Afghanistan – prospect of failure?
Army chief warns of prospect of failure in Afghanistan.
When the chief of the army starts a claim for more pay with dire warnings of losing a war in Afghanistan it takes away some edge from the argument he is making. Losing in Afghanistan is a worse result than underpaid soldiers, certainly.
He says that Vice-President Joe Biden’s plan to spend more on covert missions than direct military engagement would never work. How killing lots of people with firefights in their own towns is going to win support also seems far-fetched. One can imagine:
“Why are you here?”
“We have come to protect your village from the Taleban.”
“Then why did you kill my brother?”
“He is Taleban.”
“Is he? So what, what did he do to you?”
“He ran away.”
The war with the Taleban is being fought because Osama Bin Laden was not handed over, and since then it has morphed into a war against the Taleban for being what they are. And that seems a just war as they are such bastards.
They tore down Buddhist statues. They make women wear clothes that completely conceal their identity. They enforce Sharia Law. They do not allow liberalism, they are authoritarian, they promote the opium harvest. How many of these would they be doing anyway if they had handed over Osama Bin Laden? All of them. If Bush had not gone to war with the Taleban back in 2002 (this war is now longer than WW2 but thankfully less destructive so far), the Taleban would still be in power in Afghanistan and opium would still be flooding Europe.
That Al Qaeda is in Pakistan and Iraq as well as Afghanistan – the sworn enemy of both the West and Iran, it certainly makes sense for America, Russia and Iran to join forces and consider offering the Taleban an offer of peace if they reform the opium trade and agree to elections. It would seem in the mutual interests of all those nations to break the back of the Taleban before they acquire means, however the assumption is that it is “not possible to negotiate with terrorists”. Apart from the Buddhah statues, the Taleban are not specifically terrorists. They harboured a man who directed an act of war against America and The West and then refused to cooperate with international justice.

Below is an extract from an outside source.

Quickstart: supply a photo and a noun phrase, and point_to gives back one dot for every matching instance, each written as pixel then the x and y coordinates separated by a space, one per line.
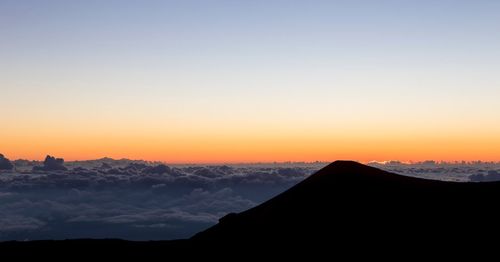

If America had joined the ICC and charged the Taleban with criminal involvement with the Opium trade long before 9/11 as it was known and provable by the CIA, would that have been a more effective course of action?
Who knows. We can not do anything except what we can do now. And losing in Afghanistan is not dissimilar to losing in Vietnam. Except that Vietnam was an ideological battle, whereas this is a battle for justice, albeit one where the scales are terribly overbalanced in favour of nobody.
There are no winners in this war. It is entirely negative. Kill them or wait for the next attack is the driving logic. Inventing ways to kill them and drumming up support because of what the West does to itself in full view of its critics, letting financial bubbles explode.
But at least the West has them. The Western idea is that making mistakes is essential to explore all aspects of life, that a liberal science exploration and separation of church and state has led to progress. But military progress is not necessarily what will “win a war”. For a start, there is a “just cause” to remove the Taleban, but only after 9/11 was it a legal cause.
GW Bush went to war without gaining enough support and then really blew it by training his big guns on Iraq prematurely. If he had waited for Afghanistan to be won (who know, it could have taken 20 years) before marching into and turning Iraq into a quagmire it was not beforehand, he would not have toppled the American economy into the red to such a degree.
In other words if the fight in Afghanistan is not a) purposeful or b) legitimate – then is fighting the correct strategy?
One tends to agree with Biden about taking out the leaders of an essentially criminal gang with drones, and stopping Al Qaeda from taking hold in Pakistan these are both important goals to fully achieve. How is that a cause that can be “lost”? Is the NATO police action that has lasted 8 years so far in fact a military occupation with a specific goal?
Perhaps it should have been that all along. It feels like the intelligence community had too much wrong on this one, and that the military incursion into Afghanistan was not well planned. But who knows? Intelligence is not shared with the world, for good reasons.